Vriesea schultesiana

Scientific classification
- Kingdom: Plantae
- Clade: Tracheophytes
- Clade: Angiosperms
- Clade: Monocots
- Clade: Commelinids
- Order: Poales
- Family: Bromeliaceae
- Genus: Vriesea
- Species: V. schultesiana
- Binomial name: Vriesea schultesiana L.B.Sm.

= Vriesea schultesiana =

- Genus: Vriesea
- Species: schultesiana
- Authority: L.B.Sm.

Species of epiphyte

Vriesea schultesiana is a plant species of the genus Vriesea. This species is endemic to Colombia. It is rare, listed as "near threatened."

This species growth patterns have been open to conjecture as environmentally localised deformations of the more common Vriesea duvaliana as opposed to a distinct species. Found in subtropical or tropical moist montane forests and subtropical or tropical dry shrubland, the study of this species has proven difficult.

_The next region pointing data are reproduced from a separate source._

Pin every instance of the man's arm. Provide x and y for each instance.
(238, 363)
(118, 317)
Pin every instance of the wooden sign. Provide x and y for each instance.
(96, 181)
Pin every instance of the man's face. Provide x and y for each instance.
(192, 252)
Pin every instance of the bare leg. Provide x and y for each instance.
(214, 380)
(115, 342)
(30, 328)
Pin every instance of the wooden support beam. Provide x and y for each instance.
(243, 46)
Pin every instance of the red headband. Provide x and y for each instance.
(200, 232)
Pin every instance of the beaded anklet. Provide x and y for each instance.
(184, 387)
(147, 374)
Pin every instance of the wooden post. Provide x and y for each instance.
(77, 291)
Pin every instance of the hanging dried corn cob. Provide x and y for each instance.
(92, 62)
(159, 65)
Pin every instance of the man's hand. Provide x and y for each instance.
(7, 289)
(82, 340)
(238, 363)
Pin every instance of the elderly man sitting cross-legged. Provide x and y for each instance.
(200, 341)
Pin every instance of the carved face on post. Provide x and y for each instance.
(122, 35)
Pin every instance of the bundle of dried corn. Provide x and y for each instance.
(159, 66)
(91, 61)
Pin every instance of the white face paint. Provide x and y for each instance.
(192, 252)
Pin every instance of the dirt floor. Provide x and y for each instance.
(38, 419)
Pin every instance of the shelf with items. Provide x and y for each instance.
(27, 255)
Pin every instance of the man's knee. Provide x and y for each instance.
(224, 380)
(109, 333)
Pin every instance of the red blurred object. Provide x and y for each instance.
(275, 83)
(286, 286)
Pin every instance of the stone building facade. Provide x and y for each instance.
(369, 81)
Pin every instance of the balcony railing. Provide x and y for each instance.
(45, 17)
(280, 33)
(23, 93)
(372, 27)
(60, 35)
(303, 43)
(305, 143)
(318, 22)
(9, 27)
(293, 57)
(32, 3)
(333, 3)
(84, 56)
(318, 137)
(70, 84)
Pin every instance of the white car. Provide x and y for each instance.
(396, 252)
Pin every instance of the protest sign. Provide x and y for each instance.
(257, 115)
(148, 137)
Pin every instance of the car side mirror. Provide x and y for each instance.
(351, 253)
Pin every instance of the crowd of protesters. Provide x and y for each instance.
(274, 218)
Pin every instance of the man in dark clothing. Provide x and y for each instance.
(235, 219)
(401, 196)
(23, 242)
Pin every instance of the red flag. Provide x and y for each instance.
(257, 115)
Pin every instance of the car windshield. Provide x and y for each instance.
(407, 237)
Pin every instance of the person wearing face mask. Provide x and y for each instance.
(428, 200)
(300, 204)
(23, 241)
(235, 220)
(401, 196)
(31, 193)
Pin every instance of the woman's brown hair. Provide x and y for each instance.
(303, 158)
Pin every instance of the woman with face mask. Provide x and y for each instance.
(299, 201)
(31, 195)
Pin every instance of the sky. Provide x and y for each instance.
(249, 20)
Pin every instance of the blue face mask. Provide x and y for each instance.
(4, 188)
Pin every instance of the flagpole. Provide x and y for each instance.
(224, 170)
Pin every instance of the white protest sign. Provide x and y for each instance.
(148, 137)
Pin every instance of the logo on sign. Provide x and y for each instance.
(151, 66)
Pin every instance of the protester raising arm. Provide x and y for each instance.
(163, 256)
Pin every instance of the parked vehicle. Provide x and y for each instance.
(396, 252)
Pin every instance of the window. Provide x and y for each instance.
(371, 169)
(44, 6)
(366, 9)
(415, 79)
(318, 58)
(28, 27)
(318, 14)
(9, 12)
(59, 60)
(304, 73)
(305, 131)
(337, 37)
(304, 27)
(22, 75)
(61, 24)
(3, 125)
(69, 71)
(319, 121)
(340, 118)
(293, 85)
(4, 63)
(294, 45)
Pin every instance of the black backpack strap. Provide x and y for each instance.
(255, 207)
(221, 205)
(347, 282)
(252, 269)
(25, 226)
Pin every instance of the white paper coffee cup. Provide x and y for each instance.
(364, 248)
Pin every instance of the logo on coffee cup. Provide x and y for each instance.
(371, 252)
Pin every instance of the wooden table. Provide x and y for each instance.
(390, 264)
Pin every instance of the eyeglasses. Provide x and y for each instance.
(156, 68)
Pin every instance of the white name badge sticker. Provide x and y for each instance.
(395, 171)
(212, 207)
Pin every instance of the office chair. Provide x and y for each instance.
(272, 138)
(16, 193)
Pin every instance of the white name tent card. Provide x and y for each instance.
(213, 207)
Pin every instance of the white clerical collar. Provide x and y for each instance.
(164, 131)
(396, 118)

Cultivation has proven successful in Bolivia, Mexico and in Australia and Yemen in substantiating the species as a genetically unique species. Typified by minimal surface growth while proliferating a subsurface network of nutrient deprived grounding support. In periods of dry arid heat the plants proliferation of surface growth is extensive and resembling that of its relative Vriesea duvaliana. Capable of growing between 5-20 times the size of the subsurface network in 10–15 days before plateauing to a stable condition.